In summary, the multi-user behavior identification method based on the Transformer network can realize effective identification of multiple users and corresponding activities. The method comprises the steps of firstly collecting and sampling environmental sensor data, then preprocessing the data and obtaining sampling segments, then adding position codes and giving different importance to the data by an attention mechanism, and finally realizing the identification and classification of users and activities through a full connection layer. The method has the advantages that the method is simple and convenient to operate from end to end, a time attention mechanism enables a network to pay more attention to the key frame which contributes most to behavior identification, the model is light, simple and effective, and multiple users can be identified at the same time.

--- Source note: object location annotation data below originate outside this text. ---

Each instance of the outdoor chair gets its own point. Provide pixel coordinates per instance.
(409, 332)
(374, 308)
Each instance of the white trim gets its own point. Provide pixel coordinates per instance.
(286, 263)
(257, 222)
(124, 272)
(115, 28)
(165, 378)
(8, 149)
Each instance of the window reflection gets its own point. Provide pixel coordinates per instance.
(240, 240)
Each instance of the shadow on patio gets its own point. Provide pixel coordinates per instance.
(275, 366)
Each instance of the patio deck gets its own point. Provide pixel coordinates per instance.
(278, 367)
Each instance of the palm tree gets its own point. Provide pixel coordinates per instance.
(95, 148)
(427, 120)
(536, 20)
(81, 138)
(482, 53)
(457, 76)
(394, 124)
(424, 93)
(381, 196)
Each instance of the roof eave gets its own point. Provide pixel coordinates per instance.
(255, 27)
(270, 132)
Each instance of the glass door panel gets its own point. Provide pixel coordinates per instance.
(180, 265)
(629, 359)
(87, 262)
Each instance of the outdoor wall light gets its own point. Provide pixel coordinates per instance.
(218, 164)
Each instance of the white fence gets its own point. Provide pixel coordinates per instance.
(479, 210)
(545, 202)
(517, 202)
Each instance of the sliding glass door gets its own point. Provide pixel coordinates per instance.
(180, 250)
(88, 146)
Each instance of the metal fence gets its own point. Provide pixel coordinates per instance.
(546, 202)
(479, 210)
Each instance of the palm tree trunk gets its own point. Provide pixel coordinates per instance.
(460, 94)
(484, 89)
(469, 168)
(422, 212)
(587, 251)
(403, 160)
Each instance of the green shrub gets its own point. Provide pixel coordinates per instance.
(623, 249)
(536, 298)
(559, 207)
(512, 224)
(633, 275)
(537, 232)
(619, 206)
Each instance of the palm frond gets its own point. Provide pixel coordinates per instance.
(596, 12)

It will be understood that modifications and variations can be made by persons skilled in the art in light of the above teachings and all such modifications and variations are intended to be included within the scope of the invention as defined in the appended claims.

Claims

1. A multi-user behavior identification method based on a Transformer network is characterized by comprising the following steps:

2. The method for recognizing multi-user behaviors based on the Transformer network as claimed in claim 1, wherein the specific method in the step 1 comprises:

3. The method for recognizing multi-person behaviors based on the Transformer network as claimed in claim 1, wherein the specific method in step 1.4 comprises: arranging the screened data with ON attributes according to a time sequence to form a group of time sequence data; and acquiring original information on the time sequence data by using a preset sliding window with a fixed size, wherein the acquired result of the sliding window is used as a data slice sample.

4. The method for multi-user behavior recognition based on the Transformer network as claimed in claim 1, wherein: the preset fixed-size sliding window size k is an empirical parameter.

5. The method for recognizing multi-user behaviors based on the Transformer network as claimed in claim 1, wherein the specific method in the step 2 comprises:

and 2.3, adding position codes. Constructing a matrix PE with the same dimension as the embedded matrix, wherein rows of the matrix PE represent time sequence samples, columns represent sensors, and each value in the matrix PE is obtained by the following formula;

PE(pos，2i)＝sin(pos/10000^2i/dmodel)

PE(pos，2i+1)＝cos(pos/10000^2i/dmodel)

MultiHead(Q，K，V)＝Concat(head₁，…，head_h)

6. The method for multi-person behavior recognition based on Transformer network as claimed in claim 1, wherein the number of row vectors input into the Encoder in step 2.4 is m, and the value of m is Batch size set by the Transformer network.

7. The method for multi-user behavior recognition based on the Transformer network as claimed in claim 1, wherein: including 6 sequentially arranged encoders.

8. The method for recognizing multi-user behaviors based on the Transformer network as claimed in claim 5, wherein the specific method in the step 3 comprises:

step 3.2, mapping the T multiplied by C one-dimensional feature vector to a sample mark space through a full connection layer to obtain a classification result vector, wherein elements in the vector are numerical values of each category obtained by weighting and summing the features;

9. The method for multi-person behavior recognition based on the transform network as claimed in claim 1, wherein the dimension of the vector Yt in step 3.4 is the sum of the number of residents a and the number of activities b.